Há gente pessimista que acha que a inevitabilidade das hipóteses auxiliares compromete de modo irreparável nossa capacidade de fazer ciência, já que a atividade científica requer, como condição necessária, que sejamos capazes de descartar hipóteses, após realizar observações ou conduzir experimentos.
Só que, se nenhuma hipótese jamais é posta à prova em isolamento, como saber qual deve ser descartada – a que eu queria mesmo testar, ou alguma das auxiliares? O problema é o telescópio ou a Lua?

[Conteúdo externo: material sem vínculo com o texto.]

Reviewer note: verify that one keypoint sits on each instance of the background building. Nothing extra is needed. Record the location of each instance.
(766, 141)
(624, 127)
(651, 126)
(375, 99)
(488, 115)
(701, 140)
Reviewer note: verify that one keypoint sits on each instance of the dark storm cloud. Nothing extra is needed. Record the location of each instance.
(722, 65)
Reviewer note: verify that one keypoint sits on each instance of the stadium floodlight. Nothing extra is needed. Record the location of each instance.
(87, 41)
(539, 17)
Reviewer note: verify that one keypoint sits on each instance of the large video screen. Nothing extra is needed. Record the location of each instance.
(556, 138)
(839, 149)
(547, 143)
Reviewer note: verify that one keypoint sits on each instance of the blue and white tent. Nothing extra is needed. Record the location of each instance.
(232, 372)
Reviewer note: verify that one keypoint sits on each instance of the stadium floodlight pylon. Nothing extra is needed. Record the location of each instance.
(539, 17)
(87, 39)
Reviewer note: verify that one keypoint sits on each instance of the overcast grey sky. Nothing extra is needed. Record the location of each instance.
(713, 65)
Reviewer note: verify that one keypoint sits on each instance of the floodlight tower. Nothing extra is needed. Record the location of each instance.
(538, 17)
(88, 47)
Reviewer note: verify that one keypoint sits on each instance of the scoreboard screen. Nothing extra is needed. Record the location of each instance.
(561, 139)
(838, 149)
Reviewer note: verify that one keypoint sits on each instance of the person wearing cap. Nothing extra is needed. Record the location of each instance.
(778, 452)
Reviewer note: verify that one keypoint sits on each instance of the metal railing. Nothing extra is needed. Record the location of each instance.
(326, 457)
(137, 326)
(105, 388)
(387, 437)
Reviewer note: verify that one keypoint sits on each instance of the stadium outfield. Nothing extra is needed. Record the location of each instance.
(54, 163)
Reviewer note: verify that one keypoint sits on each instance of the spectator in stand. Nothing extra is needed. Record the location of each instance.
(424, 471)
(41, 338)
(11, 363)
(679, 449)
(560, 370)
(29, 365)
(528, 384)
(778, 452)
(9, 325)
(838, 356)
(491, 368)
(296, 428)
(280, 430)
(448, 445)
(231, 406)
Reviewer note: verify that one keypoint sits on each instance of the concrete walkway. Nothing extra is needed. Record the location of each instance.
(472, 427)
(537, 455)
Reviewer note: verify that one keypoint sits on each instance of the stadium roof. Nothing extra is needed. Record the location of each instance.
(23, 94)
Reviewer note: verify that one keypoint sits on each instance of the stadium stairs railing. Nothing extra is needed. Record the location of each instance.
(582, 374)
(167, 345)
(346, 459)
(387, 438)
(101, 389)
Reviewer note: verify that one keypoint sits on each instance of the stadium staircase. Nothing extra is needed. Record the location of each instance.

Pensando de modo um pouco mais abstrato: uma conclusão falsa, deduzida a partir de um conjunto de premissas, só permite afirmar que pelo menos uma das premissas que entraram no raciocínio é falsa. Em termos estritamente lógicos, não há como saber qual – ou quais – jogar fora. De novo: o telescópio ou a Lua? Ou seriam meus olhos?
Anomalias
Na prática, claro, fazemos ciência, e até que com algum sucesso. Embora o problema das hipóteses auxiliares – às vezes chamado de questão do “feixe de hipóteses” – seja muito real, seu impacto é bastante reduzido quando consideramos que diferentes hipóteses contam com diferentes graus de corroboração empírica. Falando de outro modo, algumas das hipóteses do feixe estão bem estabelecidas por observações e experimentos conduzidos ao longo da história, e outras são mais fracas ou têm bases menos sólidas. Em termos ideais, a hipótese que realmente queremos testar deve ser sempre a mais fraca do feixe.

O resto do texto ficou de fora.